4. Results from the new pages added today. Good, but there is still a preference for the homepage. e.g. there is a page which is 2 clicks from the homepage, it talks about one specific area of the service provided. For the 2 word phrase (title & heading) the page ranks worse than the homepage which has the 2 words seperately in the body by chance. SO either the weighting of the links to the homepage are making this happen OR MSN thinks the homepage is close enough and sends you there.
5. The main MSN.co.uk results are now testing the beta data, it had been restricted to less prominent searchboxes.
Hope this helps, any comments?
It's a shame that it's not a 'money' term. It's a service that is well searched though.
Anyone else getting a similar result to try and spot a pattern?
One possibilty is that MSN ranks logical AND combinations highly, in our case it would be
keywords in:
anchor text AND page title AND <hx>headings AND filename
if you are missing any one of these, the term goes to zero...just thinking out loud here.
It makes complete sense to serve up a random sample, and I'm surprised other SEs don't do it.
Your logic is really very interesting for me - particularly on less common / less competitive searches. it is not an idea that I have seen before. i don't think MSN are doing it if you want my tuppence worth, but I do think there are instances where it would help to define the algorithm.

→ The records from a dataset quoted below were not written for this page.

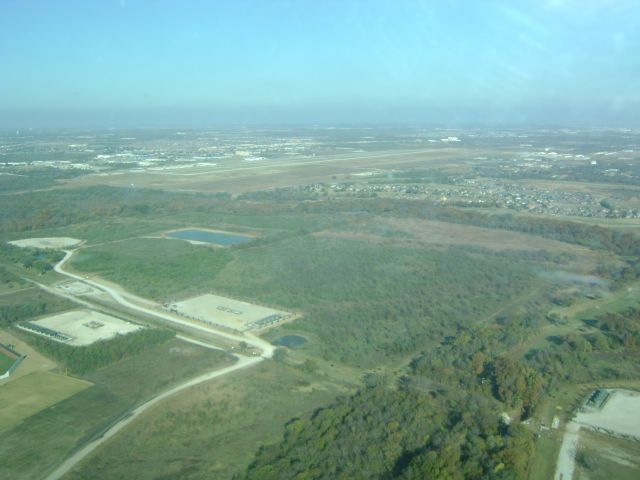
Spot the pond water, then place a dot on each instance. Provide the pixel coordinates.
(217, 238)
(291, 341)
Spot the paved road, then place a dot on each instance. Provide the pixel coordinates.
(72, 461)
(148, 307)
(127, 300)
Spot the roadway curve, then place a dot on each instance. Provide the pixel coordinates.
(124, 299)
(72, 461)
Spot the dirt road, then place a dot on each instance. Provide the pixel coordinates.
(68, 464)
(133, 302)
(148, 307)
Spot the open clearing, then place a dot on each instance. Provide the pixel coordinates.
(48, 242)
(33, 362)
(619, 416)
(602, 457)
(80, 327)
(31, 393)
(444, 233)
(227, 312)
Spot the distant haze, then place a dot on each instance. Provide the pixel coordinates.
(146, 63)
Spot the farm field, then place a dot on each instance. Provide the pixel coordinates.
(32, 393)
(229, 413)
(33, 362)
(116, 388)
(602, 457)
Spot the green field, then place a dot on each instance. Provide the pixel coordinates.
(24, 396)
(214, 430)
(5, 363)
(362, 302)
(154, 268)
(70, 423)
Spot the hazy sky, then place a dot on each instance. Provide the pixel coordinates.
(148, 63)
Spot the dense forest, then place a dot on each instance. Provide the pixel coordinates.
(364, 303)
(53, 209)
(403, 434)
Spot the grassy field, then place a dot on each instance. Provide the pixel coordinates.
(29, 303)
(27, 395)
(5, 363)
(214, 430)
(62, 428)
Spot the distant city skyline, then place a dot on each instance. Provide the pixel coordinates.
(143, 63)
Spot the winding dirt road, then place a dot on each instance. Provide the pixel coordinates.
(150, 308)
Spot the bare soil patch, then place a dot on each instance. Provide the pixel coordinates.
(48, 242)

Sadly, if noticed, it might also be open to abuse as well.
C
It would only be useful where the algo cannot finf other high likely relevency I would guess.
I don't have any of my keywords in H[x] Header tags, and neither did two of my competitors. All of us are buried in the listings. My competitors started using header tags (I keep track of my competition very closely), and they moved to the first page. I have done the same thing, and im waiting for the next crawl.
It appears that for MSN you must meet all the basic criteria to be ranked well. No matter how much seo you do, if you miss one item like header tags, you are dead in the water.
For example, when I search for my entire keyword specific title in the search engines, Im number one, but on MSN, im burried on page 18. All the sites that link to me, which has H1 headers, are listed before me.
Im not very impressed. And if this is MSN beta of the new search engine, it should be buried deep, and not the primary method (and only method) of searching on MSN.
Its time for MSN to bring 'Coke Classic' back, until at least their beta release is up to par.
DirectHit became Teoma. And for our industry, I find this about the most spam free search engine. I know my competiton, and they are all there on the frontpage, with no 'wanabee's'.
Its to bad that teoma never caught on. Here is another good example of good product-bad marketing syndrome.
New msn is good old pre-florida google that we all loved to bits! At least in many many ways. Old good SEO still works - non-spammy anchors (without that bloody apparent class C or whatever-else-similar-IP filtering by google), h elements, descriptive metas, 7-10% onpage keyword density. Big sites with repeated semantic core throught the site are valued higher as I have noticed. And you know what - they ARE bloody RELEVANT!
At least 80% is anchors though. I ranked my brandnew site in top5 for some very serious floral searches in 2 months just by doing VERY aggessive link building. No spam, very few anchors repeated, max. 4 keywords - worked like hell for me. Must have got me to the life-long sandbox imprisonment though...
But you know what - I couldnt care less now. Being #1 for 2 keyword money phrase in msn now is more or less the same as being #7 or 8 in google now - but the ways or achieving it are not nearly as perverted!
Google if you think I and my business are not as reputable as big mister oldie on top of your SERPs - i am fine with that.
I know that one day Billie integrates msn into the new Office or gives msn search a wider coverage in longhorn by any other ways - just take your time. This will be the end of sandbox worries for most of us.
You hear that greedy google monsters?